Hi Jason,
Thanks for getting back to me so quickly.
I do use HTML editor however it is only available at an administrative level. Within the admin level I am also using file upload to upload pictures. Now there are 3 levels of admin access. 2 are in use at this time. The customer had me also add in a 2nd party iframe into the site. I'm not sure if it's possible to access the site through it or not. My fear is that it could be a wordpress or drupal site. I am having him check. I know this is a long shot. Link to that page is listed in the private message.
Also, on the site is an ecart application and I have created several admin pages with data assist.
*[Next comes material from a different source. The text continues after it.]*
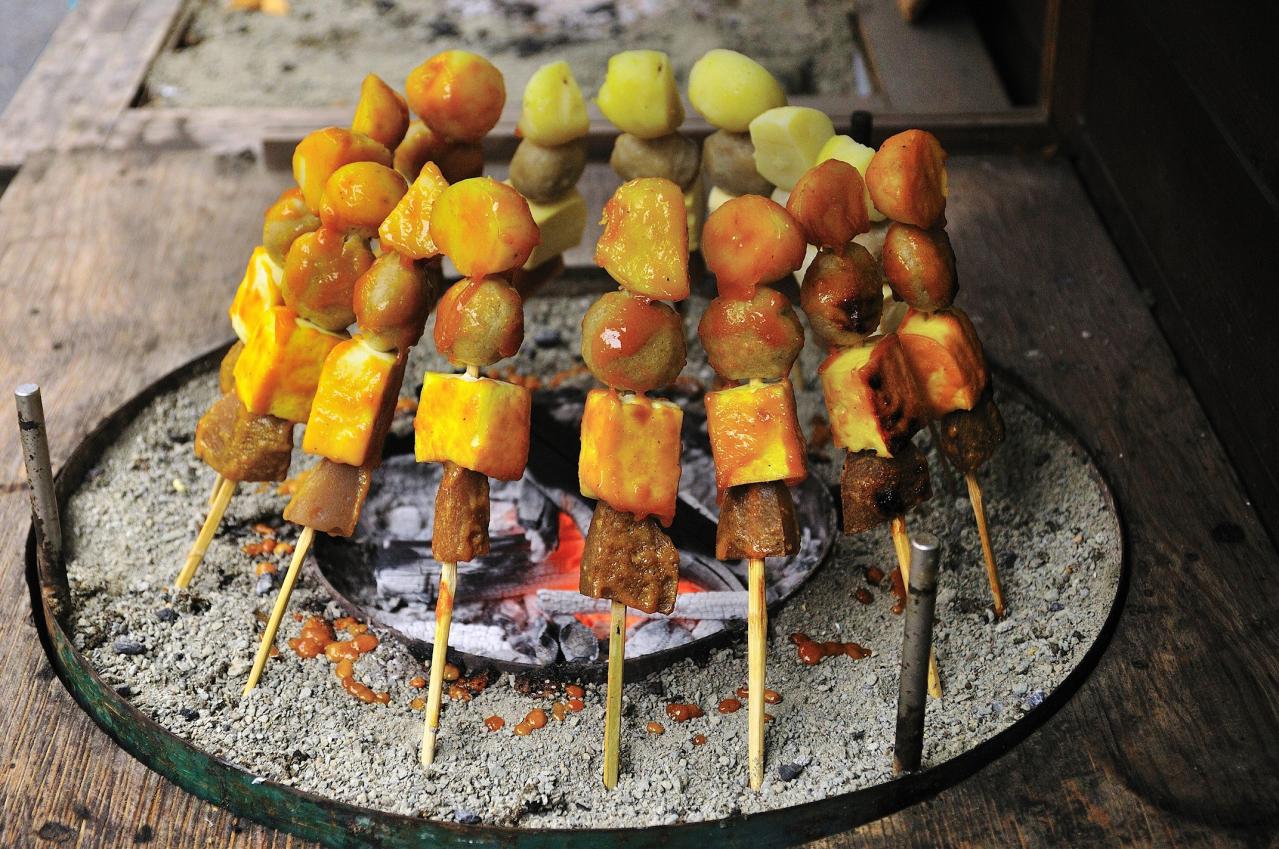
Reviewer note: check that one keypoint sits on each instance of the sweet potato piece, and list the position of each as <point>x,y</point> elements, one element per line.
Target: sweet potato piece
<point>629,561</point>
<point>757,521</point>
The search function is also used on several product pages.
One issue i had contacted you in the past was one of two locations where pictures are being uploaded. For some reason we ended up with two folders where the product pictures are uploaded needing to be set to permissions 777, or the pictures would not be uploaded. however in a section where the page information pictures are being uploaded the permissions are 755. The 777 make me nervous. However these folders are at a 2nd level. and are behind security assist. The files they are hacking into is the index.php file and loading a .htaccess file in the route of the site.
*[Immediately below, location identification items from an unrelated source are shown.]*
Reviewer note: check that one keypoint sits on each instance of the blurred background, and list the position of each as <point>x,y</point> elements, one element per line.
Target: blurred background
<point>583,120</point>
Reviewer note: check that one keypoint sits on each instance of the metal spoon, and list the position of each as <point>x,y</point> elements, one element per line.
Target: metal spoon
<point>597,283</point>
Just so you know the first time we were hacked we changed the username and password for the FTP as well as the MySQL password. Both complicated. This time the service provider also changed the place where the site resides on the server to see if they are in fact coming in some back door however this one test site is the only one they have attacked on the server.
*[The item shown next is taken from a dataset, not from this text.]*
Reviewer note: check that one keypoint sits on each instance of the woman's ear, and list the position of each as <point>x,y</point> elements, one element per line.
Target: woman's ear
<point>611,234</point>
Not sure if this means anything however they were able to change some of the ownership to be Apache driven. I can ask for more info on what they found there.
Overall it's just a frustrating experience, especially since we were hoping to go live in a week or so after proofing the content. But now should we wait a few weeks to see if they come back?
Not sure if I covered everything here or not. Let me know if you need more information or files. Thanks in advance for your help.